From d129af2fa70a839e97c54959047af7100cb56156 Mon Sep 17 00:00:00 2001
From: Alex Gaynor <alex.gaynor@gmail.com>
Date: Sun, 1 Oct 2023 22:12:31 -0400
Subject: [PATCH] Deprecate sign() and verify() (#1256)

---
 CHANGELOG.rst         |  1 +
 src/OpenSSL/crypto.py | 18 ++++++++++++++++++
 2 files changed, 19 insertions(+)

diff --git a/CHANGELOG.rst b/CHANGELOG.rst
index db6323f6..88a4037e 100644
--- a/CHANGELOG.rst
+++ b/CHANGELOG.rst
@@ -24,6 +24,7 @@ Deprecations:
 - Deprecated ``OpenSSL.crypto.CRL``
 - Deprecated ``OpenSSL.crypto.Revoked``
 - Deprecated ``OpenSSL.crypto.load_crl`` and ``OpenSSL.crypto.dump_crl``
+- Deprecated ``OpenSSL.crypto.sign`` and ``OpenSSL.crypto.verify``
 
 Changes:
 ^^^^^^^^
diff --git a/src/OpenSSL/crypto.py b/src/OpenSSL/crypto.py
index f8126d2e..8038ff1f 100644
--- a/src/OpenSSL/crypto.py
+++ b/src/OpenSSL/crypto.py
@@ -3149,6 +3149,15 @@ def sign(pkey: PKey, data: Union[str, bytes], digest: str) -> bytes:
     return _ffi.buffer(signature_buffer, signature_length[0])[:]
 
 
+utils.deprecated(
+    sign,
+    __name__,
+    "sign() is deprecated.
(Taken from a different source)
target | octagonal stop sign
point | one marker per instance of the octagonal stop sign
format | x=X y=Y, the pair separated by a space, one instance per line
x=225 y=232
Use the equivilant APIs in cryptography.",
+    DeprecationWarning,
+    name="sign",
+)
+
+
 def verify(
     cert: X509, signature: bytes, data: Union[str, bytes], digest: str
 ) -> None:
@@ -3187,6 +3196,15 @@ def verify(
         _raise_current_error()
 
 
+utils.deprecated(
+    verify,
+    __name__,
+    "verify() is deprecated. Use the equivilant APIs in cryptography.",
+    DeprecationWarning,
+    name="verify",
+)
+
+
 def dump_crl(type: int, crl: CRL) -> bytes:
     """
     Dump a certificate revocation list to a buffer.